The response rate to current therapies that treat metastasized melanoma, including interleukin-2 and chemotherapy, is — at best — 15 percent.

The vaccine Kaufman and his colleagues have developed, called OncoVex, is injected directly into the lesion and kills cancer cells while leaving healthy cells intact.

OncoVex was developed to treat herpes, and researchers only discovered its anti-cancer properties when it was accidentally put into a laboratory dish of tumor cells.
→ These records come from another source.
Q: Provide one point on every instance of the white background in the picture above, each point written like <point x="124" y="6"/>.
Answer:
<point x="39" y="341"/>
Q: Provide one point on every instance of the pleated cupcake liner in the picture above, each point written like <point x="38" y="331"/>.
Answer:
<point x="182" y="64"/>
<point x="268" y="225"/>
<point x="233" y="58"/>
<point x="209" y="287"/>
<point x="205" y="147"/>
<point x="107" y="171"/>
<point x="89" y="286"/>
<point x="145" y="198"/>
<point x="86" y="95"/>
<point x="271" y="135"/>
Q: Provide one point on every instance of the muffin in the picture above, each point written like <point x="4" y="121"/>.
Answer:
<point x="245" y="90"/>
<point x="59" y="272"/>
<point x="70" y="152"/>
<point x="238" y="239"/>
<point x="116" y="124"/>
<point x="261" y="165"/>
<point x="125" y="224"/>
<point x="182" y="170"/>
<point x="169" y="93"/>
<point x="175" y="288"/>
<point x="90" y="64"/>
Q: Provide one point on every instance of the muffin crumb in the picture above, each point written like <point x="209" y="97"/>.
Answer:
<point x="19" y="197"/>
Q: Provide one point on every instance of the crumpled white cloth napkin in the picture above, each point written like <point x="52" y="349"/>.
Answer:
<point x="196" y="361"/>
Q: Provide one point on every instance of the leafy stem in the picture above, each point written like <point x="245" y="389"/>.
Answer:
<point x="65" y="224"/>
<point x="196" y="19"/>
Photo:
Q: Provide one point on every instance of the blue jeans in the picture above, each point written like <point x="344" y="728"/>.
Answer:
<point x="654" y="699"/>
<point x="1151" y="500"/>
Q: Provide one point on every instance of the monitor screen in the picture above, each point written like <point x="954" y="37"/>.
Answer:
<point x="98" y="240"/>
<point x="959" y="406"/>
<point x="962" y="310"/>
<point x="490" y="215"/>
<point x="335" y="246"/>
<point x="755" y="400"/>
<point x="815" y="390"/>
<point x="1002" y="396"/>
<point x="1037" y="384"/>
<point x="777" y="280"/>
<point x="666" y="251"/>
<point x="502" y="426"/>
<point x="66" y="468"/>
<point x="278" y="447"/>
The OncoVex study involved 50 patients with advanced melanoma who had been given a maximum of nine months to live. Of these 50, 16 percent of those given the vaccine recovered completely and have been disease-free for more than four years. The tumors of another 28 percent of patients were reduced in size by more than 50 percent. The overall survival rate after one year was 58 percent, and after two years was 52 percent.

"What really surprised and encouraged us was that the vaccine worked not just on the cells we injected, but on lesions in other parts of the body that we couldn't reach," Kaufman said in a statement. "In other words, the vaccine prompted an immune response that was circulated through the bloodstream to distant sites."

"Very few treatment options exist for patients with advanced melanoma, none of them satisfactory, which is why oncologists are so excited about the results we found in our Phase II study," Kaufman said.

The vaccine is now undergoing Phase III clinical trials. The tumors of 430 patients will be directly injected with the vaccine every two weeks for a maximum of 24 treatments. Researchers hope the drug will be fast-tracked for approval and available in five years.

According to the American Cancer Society, about 68,720 new melanomas were diagnosed in 2009, and about 8,650 people died from the disease.